北本地名誌
Ⅱ 大字の沿革
9 宮内
〔中世〕宮内村 戦国期に見える村名。足立郡鴻巣郷のうち。文献上にみえる地名宮内の初見は、永禄8年(1565)乙卯月吉日の河目資好判物で、下記のように大島大炊助は当村10貫5百文を宛行なわれている。
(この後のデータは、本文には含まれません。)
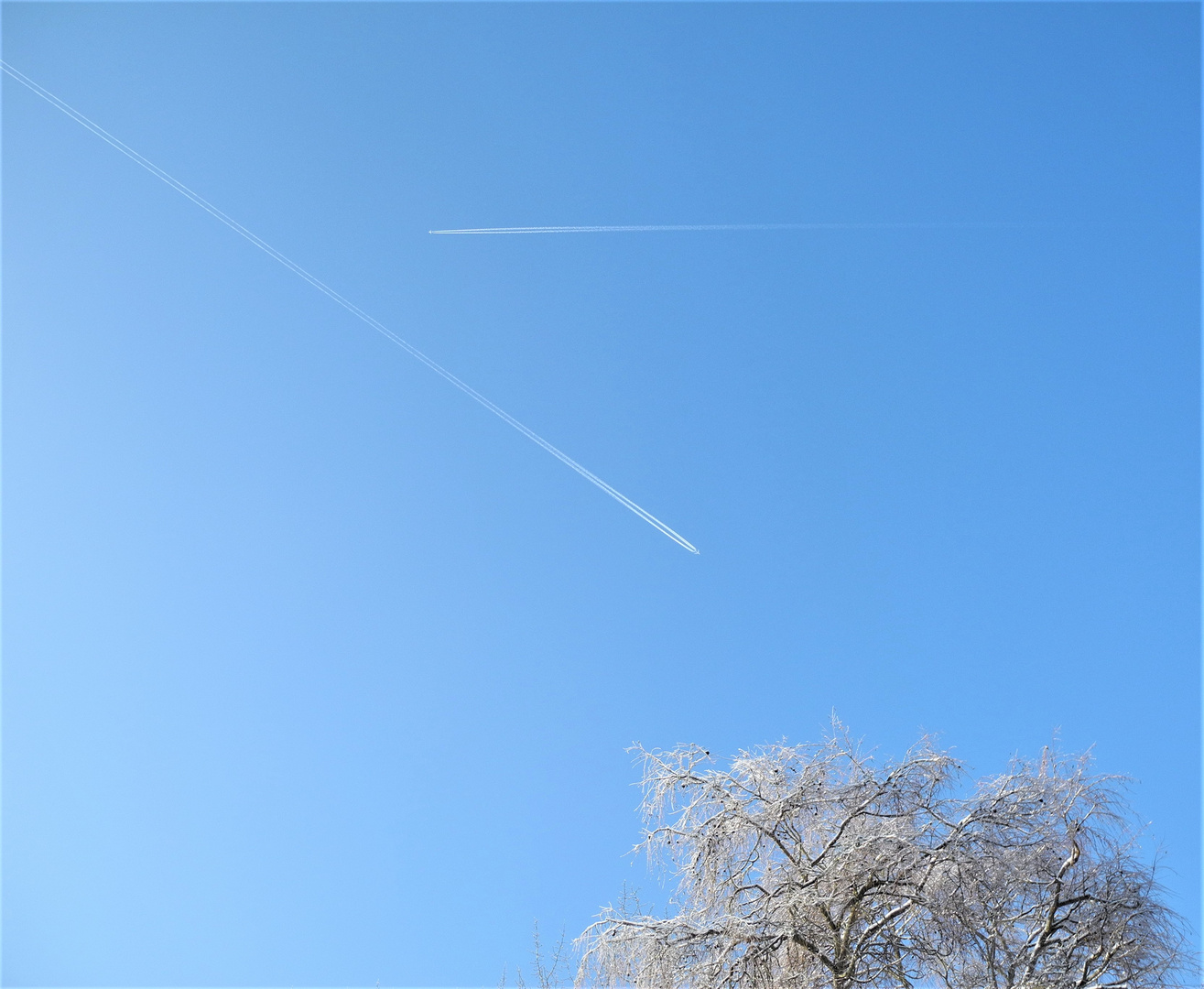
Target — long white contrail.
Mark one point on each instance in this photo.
(179, 187)
(649, 228)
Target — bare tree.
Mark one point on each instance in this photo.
(806, 866)
(1049, 889)
(797, 866)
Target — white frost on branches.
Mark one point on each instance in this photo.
(813, 865)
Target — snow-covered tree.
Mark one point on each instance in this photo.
(802, 866)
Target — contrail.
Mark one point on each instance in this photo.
(649, 228)
(179, 187)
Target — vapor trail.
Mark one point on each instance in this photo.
(179, 187)
(649, 228)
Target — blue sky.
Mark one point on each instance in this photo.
(317, 674)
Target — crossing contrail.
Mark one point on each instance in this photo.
(179, 187)
(650, 228)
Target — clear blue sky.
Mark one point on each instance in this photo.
(318, 674)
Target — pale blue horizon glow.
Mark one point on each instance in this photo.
(314, 676)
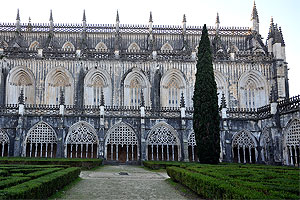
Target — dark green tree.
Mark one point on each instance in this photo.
(206, 118)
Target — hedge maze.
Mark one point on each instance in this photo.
(34, 181)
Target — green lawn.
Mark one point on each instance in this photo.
(235, 181)
(34, 181)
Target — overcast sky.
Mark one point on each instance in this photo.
(169, 12)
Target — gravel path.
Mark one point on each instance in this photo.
(122, 182)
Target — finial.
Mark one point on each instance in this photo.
(21, 97)
(18, 15)
(184, 18)
(254, 15)
(182, 101)
(142, 99)
(102, 98)
(150, 17)
(117, 18)
(84, 17)
(51, 17)
(62, 97)
(218, 19)
(223, 101)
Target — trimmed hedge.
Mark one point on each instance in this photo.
(42, 187)
(72, 162)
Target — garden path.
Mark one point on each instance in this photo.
(112, 182)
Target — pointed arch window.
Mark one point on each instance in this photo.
(173, 93)
(68, 46)
(135, 92)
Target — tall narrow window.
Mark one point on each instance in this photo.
(135, 92)
(174, 93)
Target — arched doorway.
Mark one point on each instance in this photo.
(82, 141)
(4, 143)
(243, 148)
(163, 143)
(41, 141)
(121, 144)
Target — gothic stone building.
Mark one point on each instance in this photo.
(124, 92)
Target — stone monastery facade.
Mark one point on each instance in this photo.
(124, 92)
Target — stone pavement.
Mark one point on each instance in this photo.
(122, 182)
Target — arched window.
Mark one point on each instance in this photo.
(82, 141)
(57, 80)
(135, 92)
(20, 78)
(172, 85)
(292, 142)
(253, 90)
(122, 144)
(68, 46)
(163, 143)
(34, 45)
(134, 84)
(192, 150)
(243, 148)
(166, 47)
(41, 141)
(134, 47)
(4, 143)
(101, 47)
(95, 82)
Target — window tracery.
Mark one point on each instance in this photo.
(41, 141)
(4, 143)
(243, 148)
(122, 144)
(162, 144)
(293, 142)
(82, 141)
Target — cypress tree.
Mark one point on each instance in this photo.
(206, 113)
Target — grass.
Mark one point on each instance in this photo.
(238, 181)
(60, 194)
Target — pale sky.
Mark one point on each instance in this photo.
(169, 12)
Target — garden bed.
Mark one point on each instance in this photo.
(34, 181)
(72, 162)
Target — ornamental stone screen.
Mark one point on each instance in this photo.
(121, 144)
(4, 143)
(292, 143)
(41, 141)
(243, 148)
(163, 144)
(82, 141)
(192, 149)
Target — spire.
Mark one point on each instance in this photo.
(117, 18)
(223, 101)
(62, 97)
(84, 17)
(150, 17)
(255, 19)
(18, 15)
(142, 99)
(184, 18)
(102, 98)
(218, 19)
(51, 28)
(217, 23)
(51, 17)
(182, 101)
(18, 23)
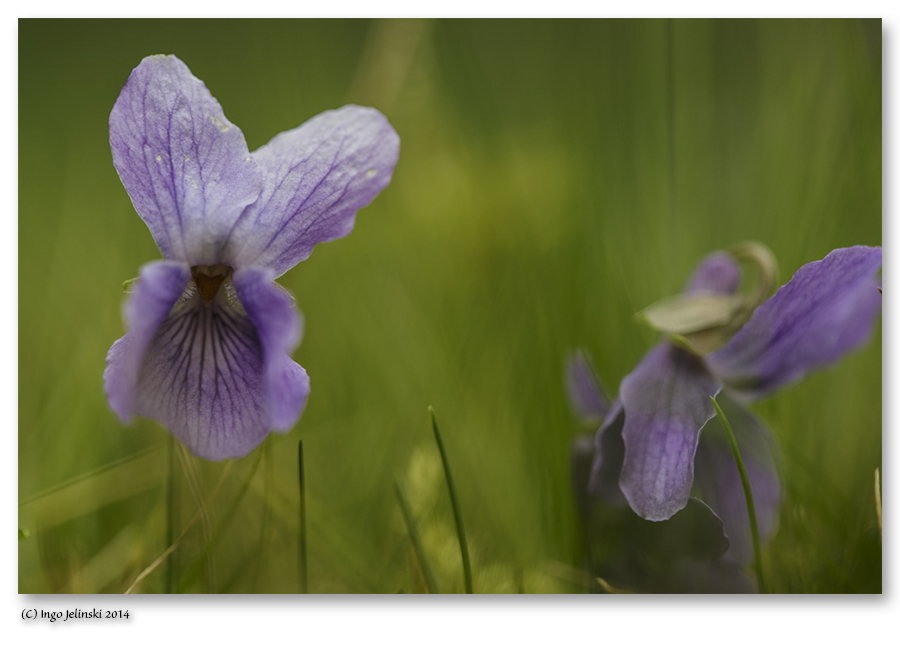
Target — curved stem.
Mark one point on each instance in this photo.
(748, 493)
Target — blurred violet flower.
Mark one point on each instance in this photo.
(649, 451)
(210, 332)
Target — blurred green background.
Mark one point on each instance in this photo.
(555, 177)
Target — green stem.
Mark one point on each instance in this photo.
(414, 537)
(460, 530)
(170, 513)
(748, 493)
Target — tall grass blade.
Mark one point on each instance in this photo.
(213, 540)
(457, 514)
(414, 536)
(301, 547)
(194, 520)
(878, 500)
(748, 493)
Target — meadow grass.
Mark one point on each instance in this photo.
(555, 177)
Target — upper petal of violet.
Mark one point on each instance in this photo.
(666, 401)
(316, 177)
(271, 309)
(186, 168)
(827, 309)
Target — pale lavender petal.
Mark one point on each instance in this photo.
(717, 476)
(827, 309)
(666, 401)
(695, 531)
(609, 451)
(159, 287)
(211, 376)
(272, 311)
(585, 392)
(716, 273)
(316, 177)
(185, 166)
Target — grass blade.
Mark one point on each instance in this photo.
(748, 493)
(414, 537)
(200, 511)
(878, 500)
(301, 547)
(454, 501)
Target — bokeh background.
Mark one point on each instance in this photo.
(555, 177)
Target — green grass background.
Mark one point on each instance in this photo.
(555, 177)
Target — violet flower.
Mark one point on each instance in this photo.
(649, 452)
(210, 332)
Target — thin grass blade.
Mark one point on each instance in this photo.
(414, 536)
(457, 514)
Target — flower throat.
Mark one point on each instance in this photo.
(208, 280)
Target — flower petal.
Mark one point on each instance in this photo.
(214, 379)
(271, 309)
(717, 476)
(666, 401)
(185, 166)
(316, 177)
(160, 286)
(584, 385)
(718, 272)
(609, 452)
(827, 309)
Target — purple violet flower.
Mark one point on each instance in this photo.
(649, 452)
(210, 332)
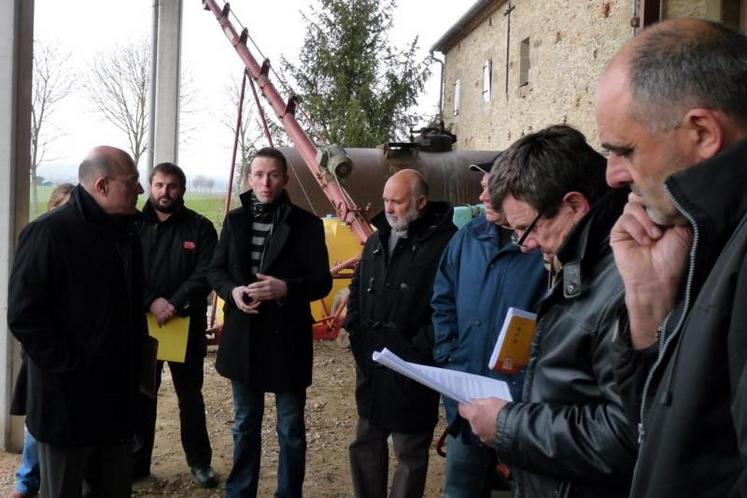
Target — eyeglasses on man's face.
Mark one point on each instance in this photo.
(129, 181)
(519, 241)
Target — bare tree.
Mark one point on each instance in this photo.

其方抅宮内村以上十貫五百文相出候、於此上厳密に可被為走廻事肝要候、為後日一筆仍
如件、恐々謹言、
永禄八年乙卯月吉日 河目越前守資好
大島大炊助殿
ついで天正5年(1577)3月21日の太田助次郎判物では、鴻巣宮内百姓中に対し、当地の開発を命じ、新田開発については5年間を無税と定めた。
追而書なし
不作之所従当五年荒野二相定候間、何も精を入開発可有、無申迄候得共、近年之開に不
待合様ニ被致之儀肝要に候、仍状如件、
天正五年丁丑三月十一日 助次郎(花押)
鴻巣宮内百姓中
当村の領主大島氏は伊豆の土豪で小田原北条氏の家臣となり、のち岩付(岩槻)の太田氏に仕えたという。天正18年6月1日、豊臣秀吉の武将浅野長吉は岩付城を攻略するとともに、近在の郷村の退転を禁じ、当地周辺の土豪大島氏以下5人の者をもとの村々に帰住するように命じている。
以上
汝等五人之事、如前々在所へ令退住耕作以下可申付候、若兎角申者於在之ハ、此方へ可
申来候也、
六月一日 浅野弾正長吉(花押)
武州足立郡鴻巣郷
大島大炊助
大島大膳助
矢部新右衛門
矢部兵部
小川図書
以上五人遣之 (新編武蔵国風土記稿)
〔近世〕宮内村 江戸期~明治22年の村名
足立郡鴻巣領のうち。郷荘名は不詳である。はじめは幕府領であった。正保年間(1644~1648)から元禄年間(1688~1704)にかけて村内を上・下宮内村に分け、元禄11年上村は一部が旗本内藤氏の知行地となり、宝永元年(1704)には、残りの幕府領は旗本数原氏の知行地となった。下村は享保六年旗本小林氏が知行するところとなった。検地は寛永6年(1629)で元荒川辺の持添新田も同年。村高は、「田園簿」で398石、うち田147石余・畑251石余。「元禄郷帳」には上・下分村して記載して、上宮内村205石余、下宮内村は197石余であった。「天保郷帳」も同高で変わらず、「旧高旧領」では上・下合わせて1村として記載してある。村の規模は東西・南北ともに11町余。用水は元荒川の水を鴻巣宿の宮地堰より引いて使用した。高札場は3か所あった。化政期(1804~1830)の家数は_上村が30軒、下村は27軒であった。神社は大宮の氷川神社より勧請した氷川神社のほか2社、氷川社の別当は当山派修験大乗院で、ほかに寺院としては新義真言宗歓喜山常福寺があった。村の西方には十三塚があった。名主は内藤家分が大島氏であった。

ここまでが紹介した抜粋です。